Anvil is a self-hosted, S3-compatible, open-source object store designed for AI-native workloads.
It supports model-aware indexing, tensor streaming, multi-region clustering, erasure coding, and a native gRPC API — while remaining fully compatible with the AWS CLI and standard S3 libraries.

It’s simple enough to run on a laptop.
It’s powerful enough to run a 18‑node production cluster (we do).


Key Features

🧠 Model-Aware Storage

  • Native parsing of safetensors, gguf, and onnx
  • Tensor-level indexing
  • Fetch individual tensors/layers by name
  • Avoid full-model downloads for inference

⚡ High-Performance Streaming

  • QUIC-powered partial reads
  • Zero‑copy mmap for local access
  • Huge cold-start reductions for LLMs

💾 Efficient Storage for Fine‑Tunes

  • Deduplicated base weights + LoRA deltas
  • Massive space savings (100GB → ~150GB instead of 300GB)
  • Automatic manifest-based versioning

🧰 Fully S3 Compatible

  • Works with AWS CLI, boto3, s3cmd
  • Drop-in replacement for S3 or MinIO
  • No vendor lock‑in, fully self-hosted

🌐 Clustered & Multi-Region

  • libp2p-based peer discovery
  • Erasure-coded replication
  • Multi-region support for isolation and locality
  • Scale from 1 node → 20+ nodes

🛠 Simple Deployment

docker compose up -d

🔒 Open Source

Licensed under Apache-2.0.


Architecture Overview

Storage Layer

Anvil splits objects into blocks, encodes them with Reed‑Solomon parity, and distributes them across the cluster for durability.

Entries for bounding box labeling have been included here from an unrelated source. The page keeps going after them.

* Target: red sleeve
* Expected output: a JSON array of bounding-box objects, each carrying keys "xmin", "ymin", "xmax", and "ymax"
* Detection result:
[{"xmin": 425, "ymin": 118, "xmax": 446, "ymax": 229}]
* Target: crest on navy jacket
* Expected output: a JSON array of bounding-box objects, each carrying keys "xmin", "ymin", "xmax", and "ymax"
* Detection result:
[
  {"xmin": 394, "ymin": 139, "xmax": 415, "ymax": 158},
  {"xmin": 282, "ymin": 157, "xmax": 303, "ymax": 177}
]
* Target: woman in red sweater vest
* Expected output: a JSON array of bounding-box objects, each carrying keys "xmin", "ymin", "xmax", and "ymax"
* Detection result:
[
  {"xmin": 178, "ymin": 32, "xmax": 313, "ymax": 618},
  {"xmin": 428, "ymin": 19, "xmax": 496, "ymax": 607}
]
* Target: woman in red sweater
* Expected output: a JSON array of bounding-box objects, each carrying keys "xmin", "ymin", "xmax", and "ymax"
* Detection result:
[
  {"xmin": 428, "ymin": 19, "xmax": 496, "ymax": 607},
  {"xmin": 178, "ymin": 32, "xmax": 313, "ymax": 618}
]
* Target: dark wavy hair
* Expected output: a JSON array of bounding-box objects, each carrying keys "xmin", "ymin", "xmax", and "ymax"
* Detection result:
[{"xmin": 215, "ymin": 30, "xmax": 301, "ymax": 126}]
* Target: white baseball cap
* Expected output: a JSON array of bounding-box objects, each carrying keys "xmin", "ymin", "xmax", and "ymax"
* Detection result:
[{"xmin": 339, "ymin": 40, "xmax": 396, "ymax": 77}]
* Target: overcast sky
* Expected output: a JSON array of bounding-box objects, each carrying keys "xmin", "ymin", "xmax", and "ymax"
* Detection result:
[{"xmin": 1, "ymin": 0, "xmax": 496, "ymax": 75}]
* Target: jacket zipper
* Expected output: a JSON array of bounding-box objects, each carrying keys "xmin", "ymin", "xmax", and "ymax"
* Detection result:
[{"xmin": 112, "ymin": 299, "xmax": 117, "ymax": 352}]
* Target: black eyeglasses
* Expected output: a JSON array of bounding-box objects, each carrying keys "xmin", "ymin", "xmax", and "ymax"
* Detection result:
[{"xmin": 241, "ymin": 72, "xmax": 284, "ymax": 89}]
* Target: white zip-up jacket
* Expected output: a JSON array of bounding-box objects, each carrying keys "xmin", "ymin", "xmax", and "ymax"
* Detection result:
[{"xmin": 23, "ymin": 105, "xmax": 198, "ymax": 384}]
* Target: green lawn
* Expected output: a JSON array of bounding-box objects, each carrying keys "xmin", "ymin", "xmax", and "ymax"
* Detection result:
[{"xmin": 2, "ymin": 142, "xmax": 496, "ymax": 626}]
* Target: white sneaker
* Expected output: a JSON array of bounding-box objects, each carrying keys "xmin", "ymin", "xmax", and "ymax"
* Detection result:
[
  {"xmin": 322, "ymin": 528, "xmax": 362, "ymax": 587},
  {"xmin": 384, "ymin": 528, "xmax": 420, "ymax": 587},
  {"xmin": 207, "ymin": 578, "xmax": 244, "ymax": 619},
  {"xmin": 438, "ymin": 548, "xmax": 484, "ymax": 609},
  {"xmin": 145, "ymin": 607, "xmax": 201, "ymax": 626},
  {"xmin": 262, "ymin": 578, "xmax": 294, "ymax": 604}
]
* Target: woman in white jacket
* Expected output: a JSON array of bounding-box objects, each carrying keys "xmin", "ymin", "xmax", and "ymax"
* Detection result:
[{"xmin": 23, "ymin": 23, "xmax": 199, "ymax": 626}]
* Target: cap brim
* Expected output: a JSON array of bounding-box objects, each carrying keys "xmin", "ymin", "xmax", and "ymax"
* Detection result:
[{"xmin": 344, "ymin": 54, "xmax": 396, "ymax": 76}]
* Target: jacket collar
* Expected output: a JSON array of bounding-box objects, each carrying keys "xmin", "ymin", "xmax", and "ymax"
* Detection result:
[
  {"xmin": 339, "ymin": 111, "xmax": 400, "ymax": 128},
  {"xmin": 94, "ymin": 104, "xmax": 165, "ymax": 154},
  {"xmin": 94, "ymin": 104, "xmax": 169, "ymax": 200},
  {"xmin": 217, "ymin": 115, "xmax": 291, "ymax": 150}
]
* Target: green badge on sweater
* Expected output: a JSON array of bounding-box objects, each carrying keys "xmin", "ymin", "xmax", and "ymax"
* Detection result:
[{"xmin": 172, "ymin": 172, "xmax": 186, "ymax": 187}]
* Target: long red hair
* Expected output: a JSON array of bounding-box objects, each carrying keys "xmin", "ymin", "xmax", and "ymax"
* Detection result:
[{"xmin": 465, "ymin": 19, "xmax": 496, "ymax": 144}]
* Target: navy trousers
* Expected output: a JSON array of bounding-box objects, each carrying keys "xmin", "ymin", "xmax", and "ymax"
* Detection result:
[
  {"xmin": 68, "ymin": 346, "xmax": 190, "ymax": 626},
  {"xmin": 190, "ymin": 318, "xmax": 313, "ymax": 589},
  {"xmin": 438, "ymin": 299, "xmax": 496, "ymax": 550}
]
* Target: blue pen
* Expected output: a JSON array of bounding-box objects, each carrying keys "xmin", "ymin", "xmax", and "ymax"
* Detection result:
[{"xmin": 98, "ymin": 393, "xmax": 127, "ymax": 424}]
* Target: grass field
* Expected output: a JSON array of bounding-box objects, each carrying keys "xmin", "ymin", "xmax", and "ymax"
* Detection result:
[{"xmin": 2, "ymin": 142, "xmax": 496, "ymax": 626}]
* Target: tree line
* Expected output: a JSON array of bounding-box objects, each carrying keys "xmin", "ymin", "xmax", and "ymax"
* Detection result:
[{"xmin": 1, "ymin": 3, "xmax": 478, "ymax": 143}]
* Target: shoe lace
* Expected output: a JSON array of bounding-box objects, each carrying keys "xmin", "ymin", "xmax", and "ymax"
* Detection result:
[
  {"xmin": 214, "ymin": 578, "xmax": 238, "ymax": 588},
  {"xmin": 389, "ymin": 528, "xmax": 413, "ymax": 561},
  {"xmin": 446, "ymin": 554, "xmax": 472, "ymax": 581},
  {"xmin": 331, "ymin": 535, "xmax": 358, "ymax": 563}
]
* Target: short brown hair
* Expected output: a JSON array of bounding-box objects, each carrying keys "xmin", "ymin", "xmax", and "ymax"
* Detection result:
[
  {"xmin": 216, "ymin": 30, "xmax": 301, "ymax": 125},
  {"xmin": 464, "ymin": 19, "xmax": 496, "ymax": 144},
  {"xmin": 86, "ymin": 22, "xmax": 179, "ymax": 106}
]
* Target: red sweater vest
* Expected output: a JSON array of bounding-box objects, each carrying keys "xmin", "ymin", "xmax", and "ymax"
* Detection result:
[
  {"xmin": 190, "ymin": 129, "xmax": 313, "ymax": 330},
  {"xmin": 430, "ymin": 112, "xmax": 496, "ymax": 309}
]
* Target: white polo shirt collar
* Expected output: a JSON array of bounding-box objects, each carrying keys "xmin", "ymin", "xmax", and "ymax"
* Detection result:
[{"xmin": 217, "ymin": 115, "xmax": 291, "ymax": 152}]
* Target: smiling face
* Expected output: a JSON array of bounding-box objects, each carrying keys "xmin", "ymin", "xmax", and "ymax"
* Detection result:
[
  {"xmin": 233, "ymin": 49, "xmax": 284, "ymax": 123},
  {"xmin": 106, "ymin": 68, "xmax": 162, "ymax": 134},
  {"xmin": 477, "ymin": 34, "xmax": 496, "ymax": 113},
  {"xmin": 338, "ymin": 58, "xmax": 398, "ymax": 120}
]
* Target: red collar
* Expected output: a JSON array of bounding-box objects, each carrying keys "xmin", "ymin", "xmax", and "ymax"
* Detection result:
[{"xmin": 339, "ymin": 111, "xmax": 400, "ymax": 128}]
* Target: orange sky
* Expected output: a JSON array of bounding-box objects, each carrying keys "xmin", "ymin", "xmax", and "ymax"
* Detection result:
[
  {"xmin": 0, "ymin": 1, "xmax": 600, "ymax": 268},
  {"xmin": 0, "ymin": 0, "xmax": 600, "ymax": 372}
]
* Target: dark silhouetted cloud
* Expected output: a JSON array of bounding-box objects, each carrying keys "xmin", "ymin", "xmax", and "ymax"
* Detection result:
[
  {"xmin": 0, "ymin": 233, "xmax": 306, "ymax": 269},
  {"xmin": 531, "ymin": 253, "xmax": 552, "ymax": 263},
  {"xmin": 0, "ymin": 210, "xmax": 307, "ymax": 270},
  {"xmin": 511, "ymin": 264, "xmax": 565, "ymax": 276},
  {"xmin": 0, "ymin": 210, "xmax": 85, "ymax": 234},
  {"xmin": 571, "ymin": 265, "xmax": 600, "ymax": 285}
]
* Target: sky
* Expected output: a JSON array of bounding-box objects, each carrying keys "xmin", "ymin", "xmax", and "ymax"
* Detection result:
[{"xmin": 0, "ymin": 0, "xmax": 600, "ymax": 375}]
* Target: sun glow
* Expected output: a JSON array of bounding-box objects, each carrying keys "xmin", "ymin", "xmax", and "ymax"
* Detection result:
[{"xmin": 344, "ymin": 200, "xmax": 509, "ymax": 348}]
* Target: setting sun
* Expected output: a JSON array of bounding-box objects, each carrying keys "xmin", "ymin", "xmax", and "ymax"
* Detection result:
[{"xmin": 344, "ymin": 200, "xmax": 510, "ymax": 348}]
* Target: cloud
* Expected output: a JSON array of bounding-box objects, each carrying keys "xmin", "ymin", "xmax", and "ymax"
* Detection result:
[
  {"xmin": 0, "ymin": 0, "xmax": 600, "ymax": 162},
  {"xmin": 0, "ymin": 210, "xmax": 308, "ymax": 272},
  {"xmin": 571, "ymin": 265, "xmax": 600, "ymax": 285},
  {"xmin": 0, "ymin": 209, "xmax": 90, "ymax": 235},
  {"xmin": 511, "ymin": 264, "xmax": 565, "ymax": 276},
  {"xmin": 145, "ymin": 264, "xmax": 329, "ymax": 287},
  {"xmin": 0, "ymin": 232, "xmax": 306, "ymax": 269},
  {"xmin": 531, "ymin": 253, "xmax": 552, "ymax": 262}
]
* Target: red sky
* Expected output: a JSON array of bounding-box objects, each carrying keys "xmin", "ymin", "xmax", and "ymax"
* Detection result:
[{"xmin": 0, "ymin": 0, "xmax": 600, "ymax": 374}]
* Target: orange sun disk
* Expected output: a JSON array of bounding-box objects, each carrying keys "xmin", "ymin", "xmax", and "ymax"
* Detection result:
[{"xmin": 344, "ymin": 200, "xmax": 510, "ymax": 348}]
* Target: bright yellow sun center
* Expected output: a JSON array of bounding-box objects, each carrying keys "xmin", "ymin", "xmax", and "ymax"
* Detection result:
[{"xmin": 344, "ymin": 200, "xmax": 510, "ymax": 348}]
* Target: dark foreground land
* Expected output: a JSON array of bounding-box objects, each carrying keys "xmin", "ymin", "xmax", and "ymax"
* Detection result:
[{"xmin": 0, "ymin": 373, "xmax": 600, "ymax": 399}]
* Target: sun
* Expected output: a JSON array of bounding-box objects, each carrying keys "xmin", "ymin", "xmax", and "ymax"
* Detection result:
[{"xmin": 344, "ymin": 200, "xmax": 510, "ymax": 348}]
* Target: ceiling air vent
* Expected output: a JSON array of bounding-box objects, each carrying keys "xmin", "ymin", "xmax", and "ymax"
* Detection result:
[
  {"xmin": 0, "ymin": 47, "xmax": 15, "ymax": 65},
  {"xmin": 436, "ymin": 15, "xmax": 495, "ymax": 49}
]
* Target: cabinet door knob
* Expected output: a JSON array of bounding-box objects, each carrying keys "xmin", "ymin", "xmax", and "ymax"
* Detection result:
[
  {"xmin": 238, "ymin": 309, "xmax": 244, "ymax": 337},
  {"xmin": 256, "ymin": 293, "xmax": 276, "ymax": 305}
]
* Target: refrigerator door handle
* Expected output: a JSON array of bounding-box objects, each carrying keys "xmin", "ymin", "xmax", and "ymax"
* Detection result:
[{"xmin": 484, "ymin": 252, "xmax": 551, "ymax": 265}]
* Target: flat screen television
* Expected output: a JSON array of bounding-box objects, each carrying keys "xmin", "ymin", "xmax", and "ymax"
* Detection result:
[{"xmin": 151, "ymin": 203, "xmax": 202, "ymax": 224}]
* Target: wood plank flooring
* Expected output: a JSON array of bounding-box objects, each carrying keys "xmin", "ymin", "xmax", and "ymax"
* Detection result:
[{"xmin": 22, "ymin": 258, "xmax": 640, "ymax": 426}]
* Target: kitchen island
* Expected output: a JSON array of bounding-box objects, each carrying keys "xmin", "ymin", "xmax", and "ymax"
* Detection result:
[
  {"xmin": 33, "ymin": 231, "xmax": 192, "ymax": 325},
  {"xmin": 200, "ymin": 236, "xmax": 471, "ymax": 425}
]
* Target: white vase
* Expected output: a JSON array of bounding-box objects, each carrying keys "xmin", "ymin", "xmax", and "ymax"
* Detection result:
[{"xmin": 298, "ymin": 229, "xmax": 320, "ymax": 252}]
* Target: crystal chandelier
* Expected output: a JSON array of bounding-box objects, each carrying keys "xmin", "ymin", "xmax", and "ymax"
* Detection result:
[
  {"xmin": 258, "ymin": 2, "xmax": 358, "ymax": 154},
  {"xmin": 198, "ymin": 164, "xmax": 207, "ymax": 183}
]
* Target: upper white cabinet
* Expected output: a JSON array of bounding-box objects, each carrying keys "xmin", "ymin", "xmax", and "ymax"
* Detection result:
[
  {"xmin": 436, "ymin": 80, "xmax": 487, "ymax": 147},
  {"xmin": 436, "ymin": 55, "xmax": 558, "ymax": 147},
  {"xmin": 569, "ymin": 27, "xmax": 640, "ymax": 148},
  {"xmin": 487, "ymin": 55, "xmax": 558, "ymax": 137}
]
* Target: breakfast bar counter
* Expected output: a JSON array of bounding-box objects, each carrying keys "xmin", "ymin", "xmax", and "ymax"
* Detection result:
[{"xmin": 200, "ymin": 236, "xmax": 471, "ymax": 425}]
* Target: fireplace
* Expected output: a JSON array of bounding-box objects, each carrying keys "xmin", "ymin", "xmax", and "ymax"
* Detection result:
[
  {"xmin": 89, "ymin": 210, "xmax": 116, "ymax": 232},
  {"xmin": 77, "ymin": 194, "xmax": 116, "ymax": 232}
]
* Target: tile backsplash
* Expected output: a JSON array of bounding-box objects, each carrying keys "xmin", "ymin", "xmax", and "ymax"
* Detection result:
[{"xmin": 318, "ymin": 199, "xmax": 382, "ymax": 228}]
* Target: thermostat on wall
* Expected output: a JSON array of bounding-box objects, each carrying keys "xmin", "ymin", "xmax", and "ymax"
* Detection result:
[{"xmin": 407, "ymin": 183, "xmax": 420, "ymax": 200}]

Unlike classic 3× replication, Anvil uses 1.5× overhead for equivalent resilience.

Model Indexing Pipeline

When uploading safetensors/gguf/onnx file(s), Anvil extracts:

  • tensor names
  • offsets
  • dtypes
  • shapes
  • metadata

This enables partial reads via gRPC or range reads.

Multi-Region Layout

Global metadata lives in the global Postgres.
Each region has a local regional Postgres for objects and indices.
Nodes gossip via libp2p.

Streaming

Tensor requests are served via:

  • Zero‑copy mmap (local)
  • QUIC streams (remote)

Allowing inference to load only what it needs.


Code Examples

Upload a safetensors file

aws --endpoint-url http://localhost:9000 s3 cp model.safetensors s3://models/

Stream a tensor

from anvilml import Model
m = Model("s3://models/llama3.safetensors")
q = m.get_tensor("layers.12.attn.q_proj.weight")

Deploy a node

docker compose up -d

Production Readiness

We run a live 18-node cluster powering an AI application that streams models to user devices on-demand.
Anvil has handled:

  • multi‑GB model transfers
  • multi‑region mirrors
  • erasure-coded repairs
  • real inference workloads

The system is stable and actively maintained.


Roadmap

  • Kubernetes operator
  • PyTorch & TensorFlow native file system backends
  • vLLM integration
  • Expanded gguf indexing
  • Dataset chunking and semantic indexing
  • Inline compute-in-proximity scheduling
  • Optional encrypted storage

Get Started

⭐ GitHub

https://github.com/worka-ai/anvil

📦 Quickstart

https://worka.ai/docs/anvil/getting-started

🌍 Landing Page

https://worka.ai/anvil

🚀 Latest Release

https://github.com/worka-ai/anvil/releases/latest


Final Thoughts

Anvil exists because nothing out there solved our needs as a small AI team working with large models.
We're open-sourcing it because we think others are hitting the same walls.

If you build ML applications, serve models, handle fine‑tunes, or run self-hosted AI infra — we’d love to hear your feedback, ideas, or contributions.

Thanks for reading — and happy self-hosting!